Reputation: 504
I'm trying be able to compare two Strings and identify duplicate words. For example;
String1 = "Hello, my name is John."
String2 = "Can you tell me your name please?"
Comparing String1 and String2 would return the word; "name".
I know it is possible to split these two strings into an array of words, and then iterate over each word of each String in a 2-D array. However this is computationally expensive at O(n^2) and I was wondering if there is a faster way of doing this?
Thanks.
EDIT: Changed the example for clarity.
Upvotes: 7
Views: 4089
Reputation: 8756
After getting the strings to word arrays:
You can add all the elements in the first array to a hashmap and then scan the second array to see if each of the elements exists in the hashmap.

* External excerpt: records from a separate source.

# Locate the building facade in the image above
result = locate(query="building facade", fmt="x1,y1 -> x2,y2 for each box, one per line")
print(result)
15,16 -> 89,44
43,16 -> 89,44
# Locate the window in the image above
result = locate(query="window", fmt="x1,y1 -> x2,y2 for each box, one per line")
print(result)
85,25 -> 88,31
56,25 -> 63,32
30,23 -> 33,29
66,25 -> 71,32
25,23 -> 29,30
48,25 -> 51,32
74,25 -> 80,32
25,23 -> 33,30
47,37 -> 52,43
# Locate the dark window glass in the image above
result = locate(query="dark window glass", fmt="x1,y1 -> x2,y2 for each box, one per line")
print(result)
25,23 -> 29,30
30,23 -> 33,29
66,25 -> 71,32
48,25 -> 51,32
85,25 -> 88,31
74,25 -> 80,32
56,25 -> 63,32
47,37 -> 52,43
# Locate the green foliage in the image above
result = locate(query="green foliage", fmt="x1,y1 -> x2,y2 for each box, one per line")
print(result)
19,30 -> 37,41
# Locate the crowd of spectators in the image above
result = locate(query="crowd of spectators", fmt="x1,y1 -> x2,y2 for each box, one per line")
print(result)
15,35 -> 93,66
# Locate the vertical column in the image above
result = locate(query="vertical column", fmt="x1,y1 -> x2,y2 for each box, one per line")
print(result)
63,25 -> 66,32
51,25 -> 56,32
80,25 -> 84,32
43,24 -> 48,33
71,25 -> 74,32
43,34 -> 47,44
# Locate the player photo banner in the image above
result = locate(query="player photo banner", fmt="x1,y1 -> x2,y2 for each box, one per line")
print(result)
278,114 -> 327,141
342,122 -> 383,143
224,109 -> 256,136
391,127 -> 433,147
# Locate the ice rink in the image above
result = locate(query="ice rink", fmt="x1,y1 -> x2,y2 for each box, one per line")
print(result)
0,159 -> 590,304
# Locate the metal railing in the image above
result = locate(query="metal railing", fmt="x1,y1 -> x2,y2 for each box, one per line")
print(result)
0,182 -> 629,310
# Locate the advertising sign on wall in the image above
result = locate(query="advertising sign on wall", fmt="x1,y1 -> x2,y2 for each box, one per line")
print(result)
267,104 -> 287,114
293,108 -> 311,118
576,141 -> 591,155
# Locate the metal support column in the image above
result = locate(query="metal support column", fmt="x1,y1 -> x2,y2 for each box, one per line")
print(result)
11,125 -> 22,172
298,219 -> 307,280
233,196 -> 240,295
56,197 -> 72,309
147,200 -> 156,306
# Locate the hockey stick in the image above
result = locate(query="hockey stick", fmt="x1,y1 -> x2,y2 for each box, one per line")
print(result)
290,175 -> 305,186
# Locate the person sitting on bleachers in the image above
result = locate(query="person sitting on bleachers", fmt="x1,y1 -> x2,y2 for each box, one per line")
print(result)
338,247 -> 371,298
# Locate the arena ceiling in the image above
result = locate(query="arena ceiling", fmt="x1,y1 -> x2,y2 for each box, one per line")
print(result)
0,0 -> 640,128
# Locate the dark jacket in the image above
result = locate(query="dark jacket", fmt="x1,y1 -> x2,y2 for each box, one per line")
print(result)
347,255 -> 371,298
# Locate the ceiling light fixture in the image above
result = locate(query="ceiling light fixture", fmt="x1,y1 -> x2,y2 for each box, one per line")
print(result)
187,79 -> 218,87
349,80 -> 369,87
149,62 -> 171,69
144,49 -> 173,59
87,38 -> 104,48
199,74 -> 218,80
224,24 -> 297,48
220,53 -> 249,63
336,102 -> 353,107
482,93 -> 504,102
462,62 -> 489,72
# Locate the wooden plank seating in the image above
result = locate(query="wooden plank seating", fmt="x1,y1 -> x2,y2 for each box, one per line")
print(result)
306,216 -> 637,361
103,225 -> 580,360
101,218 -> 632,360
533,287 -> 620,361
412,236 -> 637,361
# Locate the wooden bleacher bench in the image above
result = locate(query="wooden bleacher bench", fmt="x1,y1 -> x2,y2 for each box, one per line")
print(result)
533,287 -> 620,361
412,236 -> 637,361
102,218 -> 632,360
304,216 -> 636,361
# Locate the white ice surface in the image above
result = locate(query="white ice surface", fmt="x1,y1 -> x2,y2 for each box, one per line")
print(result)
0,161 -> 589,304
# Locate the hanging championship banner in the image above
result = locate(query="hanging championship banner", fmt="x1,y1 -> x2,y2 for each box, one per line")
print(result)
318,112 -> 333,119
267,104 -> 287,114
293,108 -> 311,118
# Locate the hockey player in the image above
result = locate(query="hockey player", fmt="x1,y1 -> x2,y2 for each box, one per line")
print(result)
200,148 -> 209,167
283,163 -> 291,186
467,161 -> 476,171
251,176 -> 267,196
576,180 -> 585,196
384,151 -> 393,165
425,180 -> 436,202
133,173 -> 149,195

Since access time to a hashmap is O(1), this will be O(n+m) time complexity.
If you do not want to use extra space, you can sort both of the arrays in O(nlogn) and then compare the items in O(n+m) which would give you O(nlogn) in total.
Upvotes: 13
Reputation: 25613
One simple solution is to use the Sets.intersection
method of Guava's Sets
. It is pretty easy:
String s1 = "Hello, my name is John.";
String s2 = "Can you tell me your name?";
Splitter splitter = Splitter.onPattern("\\W").trimResults().omitEmptyStrings();
Set<String> intersection = Sets.intersection(//
Sets.newHashSet(splitter.split(s1)), //
Sets.newHashSet(splitter.split(s2)));
System.out.println(intersection);
Output:
[name]
You can also find more information on algorithms to detect Set intersection on this thread.
Upvotes: 6